A part ça, un mot concernant mon cheval de bataille. A Curaçao, ce cher captain (qui doit avoir 50 ans à tout casser) m’a sorti un matin : « pour les filles, ce n’est pas possible de sortir seules à terre, si vous allez faire un tour en ville (parce qu’on a eu la possibilité à un moment), le mieux c’est d’être accompagnées ». Et il a continué : « pour un gars, y a pas de problème, mais pour une fille, non, je ne préfère pas ». J’ai avalé cette putain de grosse couleuvre. J’ai même dit : « ok ». Parce que je répète, j’étais en mode fayotte, en charge d’un approvisionnement de trois tonnes de marchandises soit près de 30 000 euros. En mode je veux pas d’embrouille, faut qu’il soit convaincu que je suis son alliée et qu’on va bien s’entendre. Parce qu’on a trois mois, en mer et que quand y aura plus de yaourt, faudra qu’il soit de mon côté ! Mais ça fait mal, c’est la honte. J’ai honte de l’avoir fermée. Rapport au radicalisme que je revendique. Au livre que je force les autres à lire (Herland de Charlotte Perkins). Rapport à cette vie soit-disant égale que j’ai clamé qu’il existe à GP…. N’en parlons plus. Rendez-vous dans trois mois.

Pacifique!

Alors oui, on va traverser le canal de Panama (un rêve). Après-demain. Et après ? Hein ?
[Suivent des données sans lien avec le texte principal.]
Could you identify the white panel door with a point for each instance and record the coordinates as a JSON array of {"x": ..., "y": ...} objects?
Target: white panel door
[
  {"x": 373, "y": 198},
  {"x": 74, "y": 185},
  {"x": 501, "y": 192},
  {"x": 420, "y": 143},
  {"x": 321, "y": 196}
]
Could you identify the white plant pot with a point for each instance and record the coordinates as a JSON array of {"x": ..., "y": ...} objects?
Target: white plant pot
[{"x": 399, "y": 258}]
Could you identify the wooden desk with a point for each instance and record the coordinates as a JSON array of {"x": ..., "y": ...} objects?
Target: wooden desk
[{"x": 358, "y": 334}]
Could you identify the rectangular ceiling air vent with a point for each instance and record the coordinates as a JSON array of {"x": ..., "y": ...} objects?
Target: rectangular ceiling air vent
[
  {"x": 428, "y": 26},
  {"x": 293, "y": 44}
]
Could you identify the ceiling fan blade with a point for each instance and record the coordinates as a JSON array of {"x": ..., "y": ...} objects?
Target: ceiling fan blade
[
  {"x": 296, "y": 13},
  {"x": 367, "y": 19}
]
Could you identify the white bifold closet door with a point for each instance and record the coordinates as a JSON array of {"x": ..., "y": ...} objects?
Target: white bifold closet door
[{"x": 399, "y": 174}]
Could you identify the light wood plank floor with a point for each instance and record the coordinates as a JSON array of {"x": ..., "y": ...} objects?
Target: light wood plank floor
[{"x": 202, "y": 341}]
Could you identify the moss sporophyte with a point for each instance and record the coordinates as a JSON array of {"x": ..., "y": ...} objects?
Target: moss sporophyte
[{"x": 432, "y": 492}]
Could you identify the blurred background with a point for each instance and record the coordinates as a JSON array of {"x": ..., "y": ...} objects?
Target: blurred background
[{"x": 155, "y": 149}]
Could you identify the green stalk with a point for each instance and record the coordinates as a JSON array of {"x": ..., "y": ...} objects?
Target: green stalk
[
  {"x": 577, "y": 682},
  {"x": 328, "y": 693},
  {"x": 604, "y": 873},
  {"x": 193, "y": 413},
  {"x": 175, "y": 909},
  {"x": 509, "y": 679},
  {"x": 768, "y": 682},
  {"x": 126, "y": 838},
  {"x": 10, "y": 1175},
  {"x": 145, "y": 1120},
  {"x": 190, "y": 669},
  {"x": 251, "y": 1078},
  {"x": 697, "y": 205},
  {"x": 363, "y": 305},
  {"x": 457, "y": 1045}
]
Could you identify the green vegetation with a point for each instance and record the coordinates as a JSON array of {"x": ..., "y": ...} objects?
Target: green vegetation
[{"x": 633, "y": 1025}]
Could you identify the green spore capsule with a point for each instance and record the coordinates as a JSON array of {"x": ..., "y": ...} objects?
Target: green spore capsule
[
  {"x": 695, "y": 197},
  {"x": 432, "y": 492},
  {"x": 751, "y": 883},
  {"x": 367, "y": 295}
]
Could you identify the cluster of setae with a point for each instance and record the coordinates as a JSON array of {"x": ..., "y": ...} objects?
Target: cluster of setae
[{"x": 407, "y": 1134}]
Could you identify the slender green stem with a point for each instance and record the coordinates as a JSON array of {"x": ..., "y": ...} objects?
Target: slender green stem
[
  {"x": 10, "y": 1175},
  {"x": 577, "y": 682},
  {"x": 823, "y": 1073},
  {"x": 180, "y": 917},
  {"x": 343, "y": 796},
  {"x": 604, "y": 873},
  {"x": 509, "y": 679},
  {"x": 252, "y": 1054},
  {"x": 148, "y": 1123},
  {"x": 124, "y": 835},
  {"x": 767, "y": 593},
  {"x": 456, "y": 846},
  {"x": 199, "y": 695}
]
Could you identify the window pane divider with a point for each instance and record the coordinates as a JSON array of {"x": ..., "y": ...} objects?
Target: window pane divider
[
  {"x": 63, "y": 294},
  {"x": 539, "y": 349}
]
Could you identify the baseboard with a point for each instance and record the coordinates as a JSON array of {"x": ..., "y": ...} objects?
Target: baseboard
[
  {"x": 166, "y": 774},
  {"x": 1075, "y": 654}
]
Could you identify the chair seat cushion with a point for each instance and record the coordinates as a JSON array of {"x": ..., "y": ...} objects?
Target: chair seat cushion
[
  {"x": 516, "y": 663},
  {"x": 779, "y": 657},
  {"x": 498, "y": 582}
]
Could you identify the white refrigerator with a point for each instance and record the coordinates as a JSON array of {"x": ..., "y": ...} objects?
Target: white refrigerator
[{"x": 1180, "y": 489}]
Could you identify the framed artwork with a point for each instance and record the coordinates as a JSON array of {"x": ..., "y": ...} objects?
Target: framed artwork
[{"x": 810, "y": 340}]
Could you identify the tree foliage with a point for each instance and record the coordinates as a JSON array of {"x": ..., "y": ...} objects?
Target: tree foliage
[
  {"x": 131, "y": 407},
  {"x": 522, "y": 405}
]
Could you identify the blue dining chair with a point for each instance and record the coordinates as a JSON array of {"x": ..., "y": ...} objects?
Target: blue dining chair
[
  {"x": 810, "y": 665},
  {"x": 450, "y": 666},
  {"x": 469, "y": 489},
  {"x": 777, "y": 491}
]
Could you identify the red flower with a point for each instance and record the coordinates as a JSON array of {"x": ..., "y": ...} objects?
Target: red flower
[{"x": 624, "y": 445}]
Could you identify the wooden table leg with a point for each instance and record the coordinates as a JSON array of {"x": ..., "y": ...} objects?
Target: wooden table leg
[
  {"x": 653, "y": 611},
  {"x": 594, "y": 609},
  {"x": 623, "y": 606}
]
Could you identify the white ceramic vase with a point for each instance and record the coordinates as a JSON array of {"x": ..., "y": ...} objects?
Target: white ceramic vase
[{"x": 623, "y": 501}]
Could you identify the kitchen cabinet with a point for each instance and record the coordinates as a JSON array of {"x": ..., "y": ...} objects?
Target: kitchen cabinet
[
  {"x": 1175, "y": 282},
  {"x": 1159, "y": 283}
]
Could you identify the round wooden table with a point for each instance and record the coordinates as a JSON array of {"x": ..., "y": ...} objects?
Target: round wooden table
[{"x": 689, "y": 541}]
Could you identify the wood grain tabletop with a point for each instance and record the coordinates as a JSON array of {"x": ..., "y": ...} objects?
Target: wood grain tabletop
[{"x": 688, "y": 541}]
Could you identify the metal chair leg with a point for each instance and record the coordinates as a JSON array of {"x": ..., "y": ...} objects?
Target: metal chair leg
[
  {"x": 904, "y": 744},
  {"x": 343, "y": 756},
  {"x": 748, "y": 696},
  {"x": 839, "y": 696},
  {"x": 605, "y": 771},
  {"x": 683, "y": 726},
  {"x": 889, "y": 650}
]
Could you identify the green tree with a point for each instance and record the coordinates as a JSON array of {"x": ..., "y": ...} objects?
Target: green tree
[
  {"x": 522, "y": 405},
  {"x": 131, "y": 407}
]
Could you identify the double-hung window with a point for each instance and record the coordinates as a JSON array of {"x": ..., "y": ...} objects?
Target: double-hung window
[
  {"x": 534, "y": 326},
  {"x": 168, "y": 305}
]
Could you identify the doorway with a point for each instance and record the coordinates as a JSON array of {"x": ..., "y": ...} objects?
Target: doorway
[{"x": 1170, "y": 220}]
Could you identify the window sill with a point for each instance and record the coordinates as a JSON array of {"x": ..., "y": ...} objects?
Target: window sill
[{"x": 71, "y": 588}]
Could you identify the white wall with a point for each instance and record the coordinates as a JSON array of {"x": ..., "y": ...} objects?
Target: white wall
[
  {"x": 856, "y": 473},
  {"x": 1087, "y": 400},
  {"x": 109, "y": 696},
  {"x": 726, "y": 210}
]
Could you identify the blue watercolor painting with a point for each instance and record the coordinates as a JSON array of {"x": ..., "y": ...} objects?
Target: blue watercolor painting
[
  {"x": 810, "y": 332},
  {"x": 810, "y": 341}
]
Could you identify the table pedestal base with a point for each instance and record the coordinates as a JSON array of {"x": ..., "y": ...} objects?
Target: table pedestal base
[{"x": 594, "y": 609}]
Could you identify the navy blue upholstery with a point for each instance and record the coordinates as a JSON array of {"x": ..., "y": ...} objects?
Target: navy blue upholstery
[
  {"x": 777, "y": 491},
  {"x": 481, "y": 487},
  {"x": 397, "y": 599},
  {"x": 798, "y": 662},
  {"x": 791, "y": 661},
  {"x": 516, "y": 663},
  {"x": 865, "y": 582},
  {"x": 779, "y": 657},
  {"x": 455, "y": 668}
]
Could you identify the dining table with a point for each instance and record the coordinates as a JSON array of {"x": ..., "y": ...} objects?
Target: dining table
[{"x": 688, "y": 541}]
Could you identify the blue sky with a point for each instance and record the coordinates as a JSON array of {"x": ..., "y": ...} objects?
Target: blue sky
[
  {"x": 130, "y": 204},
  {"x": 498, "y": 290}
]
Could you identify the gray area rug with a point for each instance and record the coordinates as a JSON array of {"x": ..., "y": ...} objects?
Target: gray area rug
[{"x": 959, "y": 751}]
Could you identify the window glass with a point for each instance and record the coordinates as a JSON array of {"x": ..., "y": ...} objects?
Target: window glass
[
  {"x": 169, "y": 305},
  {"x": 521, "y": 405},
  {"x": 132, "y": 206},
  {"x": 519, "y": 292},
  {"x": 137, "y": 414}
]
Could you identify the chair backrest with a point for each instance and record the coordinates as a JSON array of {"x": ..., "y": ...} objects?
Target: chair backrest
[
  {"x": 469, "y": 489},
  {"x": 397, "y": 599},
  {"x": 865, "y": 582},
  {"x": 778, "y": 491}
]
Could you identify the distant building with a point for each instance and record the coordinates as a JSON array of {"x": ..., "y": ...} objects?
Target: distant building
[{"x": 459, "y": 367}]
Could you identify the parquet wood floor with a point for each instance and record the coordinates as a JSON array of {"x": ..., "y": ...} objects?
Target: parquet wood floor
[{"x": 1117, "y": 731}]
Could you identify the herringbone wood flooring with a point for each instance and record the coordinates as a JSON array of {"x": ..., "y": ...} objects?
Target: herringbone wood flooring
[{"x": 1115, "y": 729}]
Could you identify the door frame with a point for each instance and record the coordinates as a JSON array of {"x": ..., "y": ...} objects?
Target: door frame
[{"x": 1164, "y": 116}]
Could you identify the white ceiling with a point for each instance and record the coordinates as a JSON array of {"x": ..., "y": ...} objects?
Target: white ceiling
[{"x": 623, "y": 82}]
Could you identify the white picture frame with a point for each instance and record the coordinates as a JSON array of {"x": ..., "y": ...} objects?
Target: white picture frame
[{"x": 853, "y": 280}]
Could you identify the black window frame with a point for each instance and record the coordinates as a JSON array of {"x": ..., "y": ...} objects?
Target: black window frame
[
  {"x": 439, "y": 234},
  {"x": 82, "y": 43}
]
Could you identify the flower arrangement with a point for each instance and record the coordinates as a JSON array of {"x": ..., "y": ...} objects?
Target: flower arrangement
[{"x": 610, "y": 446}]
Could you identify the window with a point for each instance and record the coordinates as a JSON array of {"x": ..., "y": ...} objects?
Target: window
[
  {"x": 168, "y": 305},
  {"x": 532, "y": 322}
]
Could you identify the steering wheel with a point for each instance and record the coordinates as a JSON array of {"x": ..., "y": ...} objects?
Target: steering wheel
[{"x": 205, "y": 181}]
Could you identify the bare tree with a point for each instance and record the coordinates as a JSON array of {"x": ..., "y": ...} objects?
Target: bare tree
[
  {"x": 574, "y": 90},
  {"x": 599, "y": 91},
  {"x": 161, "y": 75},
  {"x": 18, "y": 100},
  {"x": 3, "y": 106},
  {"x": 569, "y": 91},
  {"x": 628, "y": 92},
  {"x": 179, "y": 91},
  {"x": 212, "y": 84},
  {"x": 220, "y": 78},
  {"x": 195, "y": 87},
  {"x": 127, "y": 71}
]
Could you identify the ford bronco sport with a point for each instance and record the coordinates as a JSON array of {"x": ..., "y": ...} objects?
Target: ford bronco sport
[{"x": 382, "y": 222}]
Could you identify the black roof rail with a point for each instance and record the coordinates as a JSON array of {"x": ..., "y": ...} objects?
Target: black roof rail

On va où ? Ben on ne peut pas en parler. On va dans le Pacifique, ça c’est sûr et publique comme info. On ne va pas longer les côtes américaines. On va s’éloigner à l’Ouest. Changer encore de quelques fuseaux horaires comme y’a deux jours. On a fait une journée de vingt-cinq heures. C’est génial la navigation pour ça. T’es maître du temps. Enfin surtout le chief mate qui choisit de remettre les pendules à midi quand treize heures sonne. On va donc voguer vers l’ouest, dans une zone comprise entre Mexico et Hawaï. Dit comme ça, ça semble précis mais en regardant sur la carte, ça fait large… Et qu’est-ce-qu’il peut bien y avoir à s’opposer contre dans cette partie d’océan éloignée de toute terre ? Putain, c’est super dur de garder des secrets mais faut que j’y arrive. On a au moins douze semaines devant nous pour en parler.

Je vous embrasse et je vous envoie plein de vent chaud avec plein d’amour.